What Happens When You Constantly Force a Kid to Do Homework

Each evening starts with a struggle in your home.

The story is as old as Adam:

Your schooler hasn't finished the homework for tomorrow, and you have nothing to do but fault him for laziness and force to complete that damned tasks. It's the endless war with no winners, where you play the role of a bad cop, not a parent caring for children’s achievement and development.

That's what Sara Bennett and Nancy Kalish call "the family fallout from parent to taskmaster" in the book The Case Against Homework. Authors note that homework has become a family affair today, with us parents managing its every aspect. We explain concepts, help to design projects, proofread and edit (sometimes write!) essays, and even stay up late to finish his homework after a kid has gone to bed.

With all that, most parents understand those tasks bring no value to their kids as there's almost no evidence that tons of homework can help schoolers achieve academic success. Instead, the consequences of constant forcing a kid to do homework and permanent participating in the process may appear to be troublesome.

Ruined relationship

Today, the parent involvement with homework has increased drastically. A mom or a dad of a first-grader spends at least an hour to get their kid through homework each night. Do you remember your own parents or grandparents did the same with you when you were in school?

Okay, they might ask if you had homework at all or if you needed to prepare something for a tomorrow test. And yet, homework was your job, not your parents' to complete it with you (or for you). Don't you agree that relationships with our parents were the better for it?

Constant “homework wars” with your kid today are the result of the process that was set in 1990s and gave rise to the concepts of parental involvement and parent-teacher partnerships. Educators expect high levels of parent participation, so they assign tasks that your kid can't complete on his own. Aimed at encouraging parents to spend more time with kids and have a great relationship with their teachers, the concepts have turned into problems:

  • we parents don't have a clear idea of how much involvement is enough;
  • we argue with kids, begging and forcing them to do assignments with an effort;
  • we turn homes into second classrooms at nights, giving up good time with the family for homework struggles, hysterics, and resentments.

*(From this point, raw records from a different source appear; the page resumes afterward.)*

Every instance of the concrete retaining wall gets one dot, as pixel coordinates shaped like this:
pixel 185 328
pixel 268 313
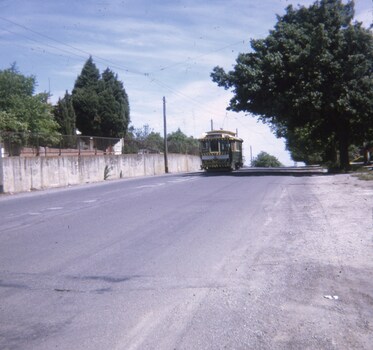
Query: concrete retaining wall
pixel 21 174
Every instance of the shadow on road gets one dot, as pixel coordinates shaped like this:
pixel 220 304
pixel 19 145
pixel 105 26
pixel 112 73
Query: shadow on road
pixel 284 171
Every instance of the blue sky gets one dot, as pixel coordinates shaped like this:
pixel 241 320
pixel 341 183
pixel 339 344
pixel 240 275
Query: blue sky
pixel 157 48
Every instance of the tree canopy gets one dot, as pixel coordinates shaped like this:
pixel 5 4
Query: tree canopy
pixel 100 103
pixel 20 109
pixel 310 79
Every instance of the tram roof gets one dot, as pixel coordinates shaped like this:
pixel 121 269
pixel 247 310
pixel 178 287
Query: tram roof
pixel 220 134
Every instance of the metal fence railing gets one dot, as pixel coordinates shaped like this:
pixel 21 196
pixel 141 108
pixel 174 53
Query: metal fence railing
pixel 13 144
pixel 30 144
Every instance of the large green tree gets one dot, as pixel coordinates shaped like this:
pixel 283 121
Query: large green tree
pixel 314 72
pixel 22 110
pixel 100 103
pixel 65 115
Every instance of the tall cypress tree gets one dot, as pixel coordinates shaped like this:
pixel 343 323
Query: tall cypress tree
pixel 100 103
pixel 85 100
pixel 65 115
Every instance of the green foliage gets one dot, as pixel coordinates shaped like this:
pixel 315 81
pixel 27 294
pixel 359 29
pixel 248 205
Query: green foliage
pixel 65 115
pixel 20 109
pixel 265 160
pixel 100 103
pixel 145 139
pixel 313 72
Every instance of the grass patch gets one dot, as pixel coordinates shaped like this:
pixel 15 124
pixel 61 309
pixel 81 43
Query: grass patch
pixel 364 176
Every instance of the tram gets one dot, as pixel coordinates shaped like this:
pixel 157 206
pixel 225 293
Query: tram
pixel 220 149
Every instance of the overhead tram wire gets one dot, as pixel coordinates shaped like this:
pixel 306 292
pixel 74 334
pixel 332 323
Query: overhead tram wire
pixel 112 64
pixel 200 56
pixel 71 46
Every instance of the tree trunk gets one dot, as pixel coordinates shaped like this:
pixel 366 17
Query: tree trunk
pixel 343 144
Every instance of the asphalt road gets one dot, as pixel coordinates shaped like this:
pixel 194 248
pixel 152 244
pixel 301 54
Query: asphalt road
pixel 192 261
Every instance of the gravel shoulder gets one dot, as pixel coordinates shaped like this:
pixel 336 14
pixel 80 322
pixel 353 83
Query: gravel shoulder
pixel 304 280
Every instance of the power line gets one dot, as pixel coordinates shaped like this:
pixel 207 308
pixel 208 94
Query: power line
pixel 150 76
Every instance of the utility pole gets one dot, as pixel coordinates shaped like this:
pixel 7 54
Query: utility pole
pixel 165 137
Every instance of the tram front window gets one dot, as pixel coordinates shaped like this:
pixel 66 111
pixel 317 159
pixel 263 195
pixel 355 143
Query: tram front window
pixel 224 146
pixel 205 146
pixel 214 146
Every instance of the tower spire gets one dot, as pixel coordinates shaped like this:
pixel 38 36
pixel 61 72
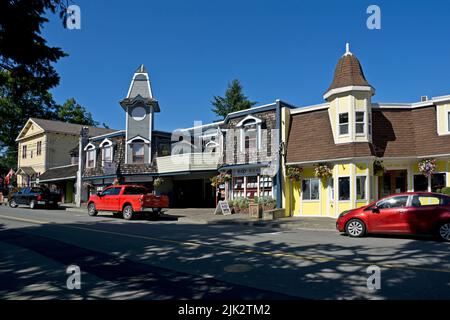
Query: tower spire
pixel 347 49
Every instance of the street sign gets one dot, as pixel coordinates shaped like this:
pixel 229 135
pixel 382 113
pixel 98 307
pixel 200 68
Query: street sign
pixel 223 208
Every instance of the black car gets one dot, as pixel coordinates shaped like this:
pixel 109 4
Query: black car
pixel 34 197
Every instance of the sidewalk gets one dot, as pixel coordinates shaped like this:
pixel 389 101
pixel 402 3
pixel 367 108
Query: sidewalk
pixel 207 216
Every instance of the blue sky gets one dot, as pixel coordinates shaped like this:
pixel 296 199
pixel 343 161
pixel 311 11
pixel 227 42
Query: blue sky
pixel 277 49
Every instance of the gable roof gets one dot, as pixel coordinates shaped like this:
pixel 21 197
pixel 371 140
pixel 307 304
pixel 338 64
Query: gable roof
pixel 62 127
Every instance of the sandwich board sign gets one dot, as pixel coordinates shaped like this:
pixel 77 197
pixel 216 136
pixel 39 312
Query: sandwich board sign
pixel 223 208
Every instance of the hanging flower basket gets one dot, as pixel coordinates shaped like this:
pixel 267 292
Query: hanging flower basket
pixel 158 182
pixel 294 173
pixel 427 167
pixel 378 168
pixel 322 170
pixel 220 179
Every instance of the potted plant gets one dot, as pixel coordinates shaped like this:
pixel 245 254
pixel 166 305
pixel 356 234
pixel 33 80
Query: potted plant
pixel 322 170
pixel 427 167
pixel 294 173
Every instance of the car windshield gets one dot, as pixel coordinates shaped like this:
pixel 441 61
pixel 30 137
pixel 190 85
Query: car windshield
pixel 134 190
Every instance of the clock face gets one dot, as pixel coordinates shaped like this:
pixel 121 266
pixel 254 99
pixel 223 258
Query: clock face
pixel 138 113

All that brings nothing to strong relationships with your kids, leading to warmth and closeness loss. Moreover, such “homework battles” can ruin relationships with your partner as well, when you frequently disagree about how to handle that homework. When a partner follows a “let them do it – or not do it” method while you are certain that it's a family who must take responsibility for all assignments and grades, quarrels and blame games are difficult to avoid.

Cheating

Such a pressing on the part of schools, when parents can do their best and show kids how much we all value academic success and education in general, may lead to the situation when one day you find searches a la “do my homework” or “write my essay” in your kid's browser history.

To satisfy parent expectations, schoolers are ready to cheat the system for an A. Unable to complete assignments on their own, a kid goes to websites of custom writing services (seeing they are not that difficult to find today) and asks others to do homework for them.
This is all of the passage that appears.